102 In my view the Tribunal ought to have alerted the plaintiff to the fact that it was seriously considering increasing the penalty. The mere fact that all counsel knew or thought they knew that the Tribunal could increase the penalty or that counsel for the Board argued in favour of an increase of penalty does not seem to me to get over the barrier. Accordingly, had it been necessary, I would have found for the plaintiff on this ground as well.

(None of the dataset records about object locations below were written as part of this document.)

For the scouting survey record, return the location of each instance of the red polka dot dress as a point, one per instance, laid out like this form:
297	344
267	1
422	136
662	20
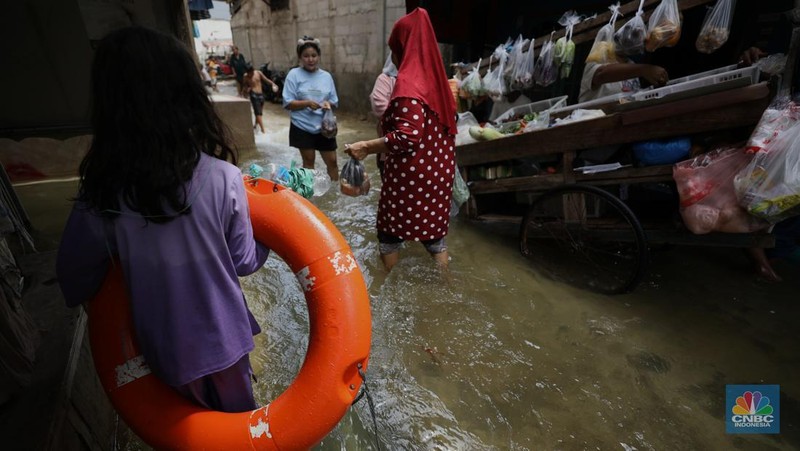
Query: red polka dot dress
419	172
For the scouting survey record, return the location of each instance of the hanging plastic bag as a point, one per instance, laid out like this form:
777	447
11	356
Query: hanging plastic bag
630	37
603	49
471	87
515	56
708	201
545	72
716	27
329	127
564	48
493	82
460	189
353	180
781	115
523	76
769	186
664	26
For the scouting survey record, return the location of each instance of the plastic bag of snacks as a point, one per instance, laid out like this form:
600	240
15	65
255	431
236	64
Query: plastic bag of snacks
664	26
769	186
781	115
329	127
353	180
603	50
716	27
629	39
523	76
545	72
515	56
471	86
708	201
564	49
493	82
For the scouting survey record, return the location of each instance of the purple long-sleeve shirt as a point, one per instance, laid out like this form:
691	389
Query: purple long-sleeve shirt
189	312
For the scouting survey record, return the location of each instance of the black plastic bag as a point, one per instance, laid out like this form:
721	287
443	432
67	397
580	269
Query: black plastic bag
353	180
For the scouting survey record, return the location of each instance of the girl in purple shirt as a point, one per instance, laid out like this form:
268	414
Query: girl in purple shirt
160	191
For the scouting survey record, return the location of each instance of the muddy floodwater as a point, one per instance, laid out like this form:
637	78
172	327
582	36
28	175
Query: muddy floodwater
494	355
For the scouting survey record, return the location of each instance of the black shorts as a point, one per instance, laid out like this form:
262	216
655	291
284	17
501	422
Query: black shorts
304	140
257	100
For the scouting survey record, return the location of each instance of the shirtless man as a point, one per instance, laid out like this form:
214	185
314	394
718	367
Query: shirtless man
252	85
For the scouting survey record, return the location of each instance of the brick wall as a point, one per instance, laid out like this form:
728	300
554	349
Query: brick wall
352	36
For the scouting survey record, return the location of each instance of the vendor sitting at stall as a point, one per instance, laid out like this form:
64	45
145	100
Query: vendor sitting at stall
601	80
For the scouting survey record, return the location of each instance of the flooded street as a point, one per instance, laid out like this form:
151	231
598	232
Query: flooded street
494	355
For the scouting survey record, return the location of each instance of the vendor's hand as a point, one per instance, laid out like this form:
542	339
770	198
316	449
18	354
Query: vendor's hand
357	150
751	55
655	75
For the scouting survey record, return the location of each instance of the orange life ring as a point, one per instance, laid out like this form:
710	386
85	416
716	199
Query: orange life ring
328	381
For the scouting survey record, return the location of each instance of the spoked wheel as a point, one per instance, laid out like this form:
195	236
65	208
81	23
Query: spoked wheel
587	237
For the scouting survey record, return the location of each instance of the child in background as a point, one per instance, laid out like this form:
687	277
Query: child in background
158	196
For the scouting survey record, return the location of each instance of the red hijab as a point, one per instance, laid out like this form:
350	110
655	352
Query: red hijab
421	72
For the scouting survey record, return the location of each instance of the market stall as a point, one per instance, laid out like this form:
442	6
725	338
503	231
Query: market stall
579	216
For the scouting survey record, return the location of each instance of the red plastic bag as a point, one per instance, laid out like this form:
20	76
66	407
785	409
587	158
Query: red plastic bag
707	195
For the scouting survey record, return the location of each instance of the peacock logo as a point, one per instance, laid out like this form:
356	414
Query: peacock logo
752	409
752	403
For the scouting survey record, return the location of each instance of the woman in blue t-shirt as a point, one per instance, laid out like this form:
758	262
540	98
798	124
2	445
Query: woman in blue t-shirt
307	92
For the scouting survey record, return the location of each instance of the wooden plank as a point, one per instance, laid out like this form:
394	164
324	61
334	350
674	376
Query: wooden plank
697	104
579	135
514	184
684	117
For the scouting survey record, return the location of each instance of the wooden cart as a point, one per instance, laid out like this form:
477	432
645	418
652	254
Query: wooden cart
575	225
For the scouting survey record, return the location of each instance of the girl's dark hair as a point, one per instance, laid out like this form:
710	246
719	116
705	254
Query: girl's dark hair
306	42
152	118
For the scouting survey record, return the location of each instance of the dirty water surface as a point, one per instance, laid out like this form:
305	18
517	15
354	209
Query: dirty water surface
494	355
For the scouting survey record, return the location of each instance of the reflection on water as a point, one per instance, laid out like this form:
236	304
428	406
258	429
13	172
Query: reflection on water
495	356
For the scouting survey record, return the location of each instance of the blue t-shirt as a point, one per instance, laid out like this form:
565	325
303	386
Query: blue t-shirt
318	86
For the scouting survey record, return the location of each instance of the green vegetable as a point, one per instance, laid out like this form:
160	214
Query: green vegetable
484	133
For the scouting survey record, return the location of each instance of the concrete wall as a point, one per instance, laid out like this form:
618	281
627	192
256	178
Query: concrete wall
353	35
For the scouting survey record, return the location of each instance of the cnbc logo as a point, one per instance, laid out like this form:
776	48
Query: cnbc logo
752	409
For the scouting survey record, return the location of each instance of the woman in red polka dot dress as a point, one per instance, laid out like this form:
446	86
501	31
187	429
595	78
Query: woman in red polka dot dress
419	127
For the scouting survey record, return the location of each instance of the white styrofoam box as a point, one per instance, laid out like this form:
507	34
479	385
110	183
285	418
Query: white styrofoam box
748	73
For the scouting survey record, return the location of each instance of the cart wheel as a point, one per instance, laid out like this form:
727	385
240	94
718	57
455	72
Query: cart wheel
587	237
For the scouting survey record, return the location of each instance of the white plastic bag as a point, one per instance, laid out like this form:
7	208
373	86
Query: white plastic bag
769	186
494	82
564	48
515	56
329	127
781	115
545	72
707	198
523	76
603	49
471	87
629	39
664	26
716	27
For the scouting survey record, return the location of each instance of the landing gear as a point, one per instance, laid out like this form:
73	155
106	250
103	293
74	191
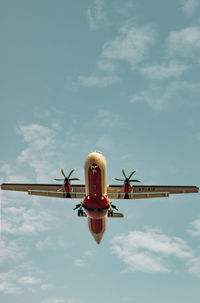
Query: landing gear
110	213
80	213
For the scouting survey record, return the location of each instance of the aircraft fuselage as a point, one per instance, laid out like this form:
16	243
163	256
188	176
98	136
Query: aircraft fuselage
96	203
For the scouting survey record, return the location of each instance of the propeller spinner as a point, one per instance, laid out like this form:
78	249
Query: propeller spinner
67	182
67	179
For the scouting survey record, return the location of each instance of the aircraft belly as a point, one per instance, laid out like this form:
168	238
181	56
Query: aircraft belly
97	228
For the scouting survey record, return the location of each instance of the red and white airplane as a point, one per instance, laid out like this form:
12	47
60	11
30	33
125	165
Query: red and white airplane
96	194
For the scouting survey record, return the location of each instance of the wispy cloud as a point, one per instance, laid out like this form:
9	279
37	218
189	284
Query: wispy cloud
193	266
96	15
41	149
148	251
108	118
79	263
107	66
25	220
185	43
98	80
132	44
160	97
11	251
163	71
195	230
23	278
189	7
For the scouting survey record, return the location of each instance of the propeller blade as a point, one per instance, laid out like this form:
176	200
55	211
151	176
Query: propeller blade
77	206
70	173
117	179
63	173
73	179
135	181
123	172
134	171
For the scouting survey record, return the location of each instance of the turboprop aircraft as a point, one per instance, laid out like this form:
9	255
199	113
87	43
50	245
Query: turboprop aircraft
96	194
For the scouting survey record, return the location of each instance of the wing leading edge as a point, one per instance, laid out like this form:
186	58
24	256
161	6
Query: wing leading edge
50	190
149	191
113	191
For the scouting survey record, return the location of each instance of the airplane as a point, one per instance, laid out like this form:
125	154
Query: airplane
96	194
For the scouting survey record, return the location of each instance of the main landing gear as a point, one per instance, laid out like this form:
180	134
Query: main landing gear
81	212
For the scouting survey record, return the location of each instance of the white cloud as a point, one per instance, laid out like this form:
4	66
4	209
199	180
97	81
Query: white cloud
194	266
44	244
41	149
99	81
107	118
195	231
175	93
147	251
189	7
54	300
132	44
163	71
79	263
106	66
28	280
11	251
22	278
185	43
25	221
96	15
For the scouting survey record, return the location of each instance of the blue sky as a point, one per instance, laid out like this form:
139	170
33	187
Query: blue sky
117	76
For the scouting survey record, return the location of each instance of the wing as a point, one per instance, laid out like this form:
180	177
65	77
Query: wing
148	191
50	190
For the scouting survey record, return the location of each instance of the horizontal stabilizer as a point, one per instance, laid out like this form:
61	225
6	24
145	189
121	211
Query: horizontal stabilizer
115	215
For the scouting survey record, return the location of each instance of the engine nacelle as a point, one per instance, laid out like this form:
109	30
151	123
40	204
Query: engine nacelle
96	208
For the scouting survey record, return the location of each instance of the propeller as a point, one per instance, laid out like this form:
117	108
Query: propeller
128	179
67	178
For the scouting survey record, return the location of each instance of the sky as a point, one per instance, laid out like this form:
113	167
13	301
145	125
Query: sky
121	77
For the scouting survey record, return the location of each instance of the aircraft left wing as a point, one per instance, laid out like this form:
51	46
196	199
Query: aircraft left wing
50	190
148	191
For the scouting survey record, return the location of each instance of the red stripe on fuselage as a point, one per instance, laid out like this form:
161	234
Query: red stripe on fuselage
95	200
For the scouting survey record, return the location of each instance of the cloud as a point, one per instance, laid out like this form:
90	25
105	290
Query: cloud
23	278
41	149
97	80
96	15
107	66
79	263
160	97
54	300
189	7
132	44
164	71
195	231
147	251
107	118
25	220
194	266
185	43
11	251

103 It follows that the decision of the Tribunal must be declared to be void. This has the effect of restoring the decision of the Panel so that the plaintiff is suspended for nine months from 16 August 2002. I will, however, direct that the order I have just made not be entered for seven days so that if counsel considers that it is more appropriate to award certiorari to quash, that can occur.
104 So far as costs are concerned, the ordinary rule adopted by the Court of Appeal is that where an appellant has succeeded on appeal on a point not taken before the trial judge or where the trial judge has fallen into error induced by the acts or omission of counsel, the appellant does not get an order for his costs. Although I in no way intend to suggest that there was anything blameworthy in the way either counsel conducted himself before the Tribunal, it would seem that the present point was not seriously considered by the Tribunal and that the Tribunal was allowed to lull itself into a false sense of security in what it was doing.
105 Accordingly, in my view, there should be no order for costs of the appeal.
106 I should note again, to avoid any misunderstanding, that the decision of the Panel suspending the plaintiff for nine months from 16 August 2002 stands.
107 Accordingly I order that the decision of the Racing Appeals Tribunal on 6 September 2002 is void. I otherwise dismiss the amended summons and make no order for costs. I direct that the orders I have just made not be taken out for seven days after I have pronounced them.